Beimel made a quick pivot to face the outfield and executed a precise recreation of the imaginary arrow launch Fernando Rodney performs after each save. Absent a save opportunity, the closer wasn’t needed on Fernando Rodney Bobblehead Night.

“I always told him that if I had a chance to come in and finish a game, I was going to do it,” said Beimel, who recorded the most recent of his four career saves in 2009. “He laughed and told me, ‘Go ahead.’ Turned out it was the perfect opportunity because it was his bobblehead night. It was a fun thing to do while giving a little credit to him.”

Against Oakland on Saturday, Beimel was the fifth reliever out of a bullpen that worked four low-stress innings. After a rocky first month, the Mariners’ middle men seem to have regained the form that established them as among baseball’s best in 2014.

That the revival began with the promotions of Beimel and 31-year old right-hander Mark Lowe last week from Triple-A Tacoma is not a coincidence. Each has appeared three times, allowing a combined three hits and no runs.

“Beimel and Lowe have stabilized things, given us a bit more of a veteran presence,” McClendon said Sunday. “They’ve pitched well, to boot. That helps.”

Beimel and Lowe essentially replaced Dominic Leone and Yorvis Medina, sent to Tacoma to work on improving the location of their breaking pitches.

“The only reason we made changes in the first place is that guys were elevating balls up in the zone, and opponents were taking advantage,” McClendon said. “It helps that our starters are going deeper into games. The early struggles had everything to do with our starters, not the bullpen itself. The bullpen was overexposed and stressed.

“All in all, things are starting to even out. You’re starting to see the bullpen as it was last year.”

Beimel was a staple of last year’s bullpen, making 56 appearances, generally in the role of a LOOGY (lefty one-out guy.) During a 21-game stretch between May 2 and July 10, he did not allow a run.

For somebody who hadn’t pitched in the majors since 2011, it was a breakout year. But when talks over a contract extension stalled, Beimel ended up signing a one-year deal with Texas — only to be cut in March.

“I had a lot of weird things happen in the innings I was pitching during spring training, and I wasn’t sharp,” he said. “I was using spring training to get ready for the season. I’ve been around long enough to know what I need to do, but the results weren’t there. That’s the way it goes sometimes.

“I gave up a few runs and they wanted to see a little more than what I was doing, and they definitely have that right. As soon as I got released, I contacted my agent and basically told him this is where I wanted to be. He did what he could to get me back here and it ended up working out. I wouldn’t say I’m surprised to be back with the Mariners, but I definitely took the long way to get back here.”
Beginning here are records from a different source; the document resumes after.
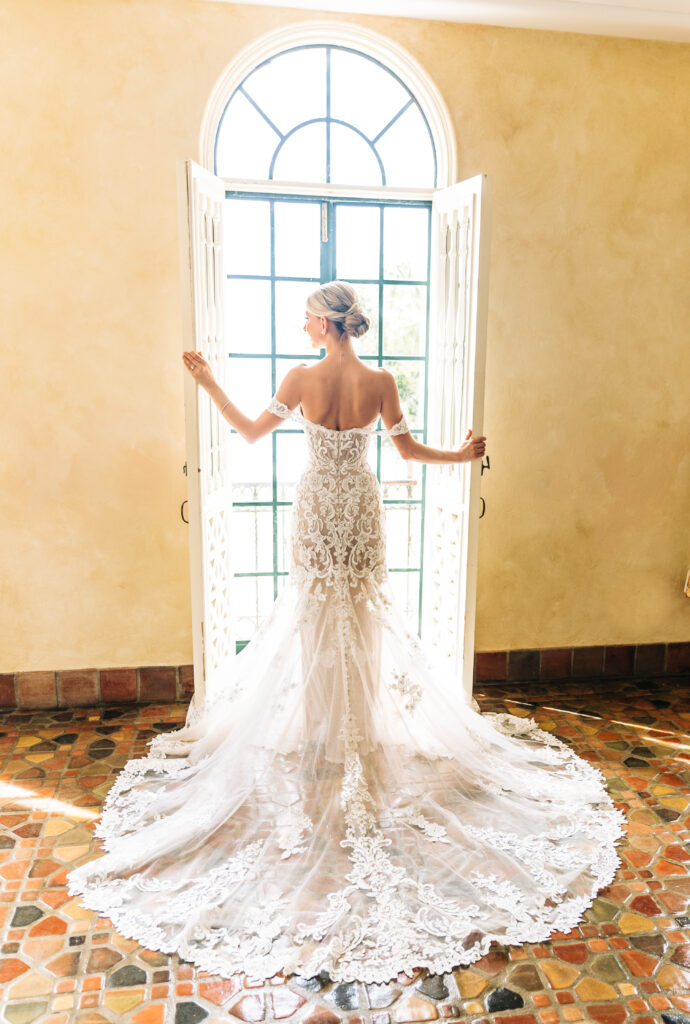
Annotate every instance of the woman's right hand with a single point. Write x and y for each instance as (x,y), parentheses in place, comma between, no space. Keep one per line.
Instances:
(199,368)
(472,448)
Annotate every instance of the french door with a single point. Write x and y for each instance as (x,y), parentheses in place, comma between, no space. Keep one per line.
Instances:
(268,251)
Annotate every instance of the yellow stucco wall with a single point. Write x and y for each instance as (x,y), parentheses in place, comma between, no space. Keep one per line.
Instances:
(586,537)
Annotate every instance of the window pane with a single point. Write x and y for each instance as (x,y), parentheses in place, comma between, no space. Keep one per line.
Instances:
(403,523)
(235,156)
(405,243)
(249,383)
(404,320)
(298,238)
(284,539)
(251,469)
(247,237)
(406,152)
(407,593)
(357,242)
(253,540)
(362,92)
(353,162)
(302,158)
(290,334)
(253,599)
(399,478)
(410,379)
(291,87)
(247,316)
(291,460)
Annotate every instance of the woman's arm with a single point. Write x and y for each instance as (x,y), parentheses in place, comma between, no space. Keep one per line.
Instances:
(250,429)
(472,448)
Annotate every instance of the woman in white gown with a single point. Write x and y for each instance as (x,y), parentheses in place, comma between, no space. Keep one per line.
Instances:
(341,808)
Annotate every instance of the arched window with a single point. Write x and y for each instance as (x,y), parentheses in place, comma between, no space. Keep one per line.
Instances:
(327,114)
(330,154)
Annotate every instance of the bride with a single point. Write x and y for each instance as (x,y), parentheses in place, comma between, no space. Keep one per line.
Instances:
(340,807)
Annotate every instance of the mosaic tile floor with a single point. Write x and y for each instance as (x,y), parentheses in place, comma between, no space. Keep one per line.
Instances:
(628,961)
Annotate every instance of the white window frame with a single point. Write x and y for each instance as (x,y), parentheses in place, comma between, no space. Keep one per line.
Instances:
(440,126)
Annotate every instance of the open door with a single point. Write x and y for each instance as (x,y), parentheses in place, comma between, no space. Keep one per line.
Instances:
(202,198)
(460,292)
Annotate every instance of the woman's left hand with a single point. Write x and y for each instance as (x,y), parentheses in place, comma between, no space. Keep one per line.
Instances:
(199,368)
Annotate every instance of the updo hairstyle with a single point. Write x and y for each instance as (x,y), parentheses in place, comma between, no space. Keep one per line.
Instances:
(338,302)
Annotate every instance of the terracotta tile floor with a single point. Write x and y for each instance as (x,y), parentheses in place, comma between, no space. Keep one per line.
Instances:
(629,960)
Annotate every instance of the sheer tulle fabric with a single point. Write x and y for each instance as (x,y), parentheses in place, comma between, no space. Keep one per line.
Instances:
(339,808)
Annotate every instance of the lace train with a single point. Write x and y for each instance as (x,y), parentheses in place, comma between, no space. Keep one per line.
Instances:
(337,807)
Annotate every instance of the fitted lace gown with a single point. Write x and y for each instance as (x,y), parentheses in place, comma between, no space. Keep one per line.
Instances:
(340,807)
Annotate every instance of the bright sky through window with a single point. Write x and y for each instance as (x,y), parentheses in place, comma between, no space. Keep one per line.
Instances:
(326,114)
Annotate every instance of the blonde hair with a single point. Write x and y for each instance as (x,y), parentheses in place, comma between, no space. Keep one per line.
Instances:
(338,302)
As did Lowe, the one-time Seattle prospect who was called up in 2006 and pitched five seasons with the Mariners before he was sent to the Rangers, along with starter Cliff Lee, in a 2010 trade-deadline deal. Tours with the Angels, Rays and Indians followed, but Mariners general manager Jack Zduriencik remembered Lowe as a hard-throwing reliever beset by some hard-luck injuries.

Lowe signed a minor-league deal with Seattle in December, and after showing lights-out stuff in Tacoma — 11 strikeouts and no walks over seven innings — he rejoined the Mariners to help buoy a struggling bullpen.

“If everybody pitches the way they should and the way they are expected to — as a bullpen and as a team — we should be fine,” Beimel said. “You’re going to hit rough patches and if you let those get out of control and snowball, it makes for a long season.

“But we have enough talent and enough guys in here to figure out what’s wrong and get back on track.”